Work Culture in Australia

Work culture in Australia


Are Australians hard to understand? Maybe, but we can help you enjoy your time here by explaining some of Australian working culture. Here’s what to do and what not to do while working in Australia.

What is Australian culture like? What will you need to know to do or not do while you’re here? We can tell you the basics.

What is Australian culture like?

Australian culture is fairly laid-back but we speak our mind openly and directly. You might think Aussies all live in the outback riding kangaroos to school, but actually more than 3 in 4 of us live in a big city along the coast.

The Department of Immigration has listed the main values of Australia that international students should know in their free e-book, Life In Australia:

  • Freedom of speech, freedom to say what you feel like saying
  • Freedom to choose your religion
  • Democratic government, and the right for every person to vote to choose their political leaders
  • Freedom to choose who you associate with (spend time with)
  • Respect for the equal worth, dignity and freedom of the individual
  • Equality of opportunity no matter what gender, marital status, religion, nationality, disability, or sexual preference you have
  • Peacefulness, not starting fights
  • Tolerance, mutual respect and compassion for those in need

Generally, Australians like people who are willing to laugh at their own mistakes and have a sense of humour. Most Aussies try to be humble and don’t like to draw attention to their academic or work achievements, so they don’t trust people who do talk a lot about their own achievements.

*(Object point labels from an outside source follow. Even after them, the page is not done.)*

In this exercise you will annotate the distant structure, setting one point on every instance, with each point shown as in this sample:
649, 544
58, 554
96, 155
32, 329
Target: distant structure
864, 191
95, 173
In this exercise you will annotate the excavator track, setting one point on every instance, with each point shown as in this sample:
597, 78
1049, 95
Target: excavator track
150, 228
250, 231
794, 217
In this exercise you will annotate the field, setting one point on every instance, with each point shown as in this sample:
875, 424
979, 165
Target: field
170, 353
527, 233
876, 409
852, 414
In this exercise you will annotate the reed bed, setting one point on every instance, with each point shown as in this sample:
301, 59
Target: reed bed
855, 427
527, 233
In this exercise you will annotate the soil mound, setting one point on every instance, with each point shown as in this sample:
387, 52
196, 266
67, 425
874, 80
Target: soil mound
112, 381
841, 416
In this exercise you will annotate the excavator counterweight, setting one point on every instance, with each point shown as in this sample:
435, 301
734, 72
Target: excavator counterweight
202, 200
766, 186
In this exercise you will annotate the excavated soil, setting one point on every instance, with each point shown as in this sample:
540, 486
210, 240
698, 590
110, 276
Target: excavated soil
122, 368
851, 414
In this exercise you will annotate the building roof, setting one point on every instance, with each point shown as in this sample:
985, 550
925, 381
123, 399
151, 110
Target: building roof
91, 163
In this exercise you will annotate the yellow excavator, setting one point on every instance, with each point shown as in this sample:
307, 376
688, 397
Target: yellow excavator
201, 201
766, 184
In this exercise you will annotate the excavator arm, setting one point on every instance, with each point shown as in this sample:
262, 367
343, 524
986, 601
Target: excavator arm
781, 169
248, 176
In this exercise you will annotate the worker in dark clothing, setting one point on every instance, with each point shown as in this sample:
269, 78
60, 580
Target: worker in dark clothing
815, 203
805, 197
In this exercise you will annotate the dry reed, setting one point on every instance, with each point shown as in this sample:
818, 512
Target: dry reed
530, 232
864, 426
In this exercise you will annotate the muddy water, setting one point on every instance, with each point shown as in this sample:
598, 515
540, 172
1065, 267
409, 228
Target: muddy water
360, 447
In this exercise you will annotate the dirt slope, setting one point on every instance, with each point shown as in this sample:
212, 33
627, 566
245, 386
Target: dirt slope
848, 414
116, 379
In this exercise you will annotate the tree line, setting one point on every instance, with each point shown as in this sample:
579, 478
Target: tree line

What cultural things are good to do when working in Australia

There are some things that you will usually be expected to do while you are in Australia:

  • Try to give people “personal space” when talking with them. Shake hands when you meet someone, but otherwise you should not touch your co-workers. Do not stand very close to people when you are speaking with them. Many Australians, especially older Australians, usually do not touch people unless they are very close friends.
  • Be on time for meetings and appointments, and even social occasions. Australians do not always arrive on time for a party, but they do try to arrive on time for other appointments and social times with friends.
  • Ask questions if you don’t understand something. This is different to other cultures, where the boss or employer is viewed as a person of authority who has more wisdom than their employees, and employees must show respect by not bothering the boss. Australian employers want to help you learn and understand so that you can do a good job.
  • Try to do the work you are given. When someone asks an Australian to do an extra task at work, they will usually take on the extra work and not say they are too busy to do it. If you say that you are too busy, your co-workers or boss will assume that you cannot handle the workload.
  • Keep meetings short whenever you can. Some surveys say workplaces do not want their meetings to be longer than 1 hour. But this varies for different companies, so ask your boss what is normal for their company.
  • Feel free to disagree with someone or to “rock the boat”. Australians like people to have their own opinions and not be afraid to talk about them. Many other cultures prefer that only senior managers and the boss speak in meetings, and workers do not speak very much in meetings, but Australia is not like this.
  • Get good value when you choose your working visa health insurance, and go to the doctor if you get sick, so that you can get well soon and not make your co-workers sick as well.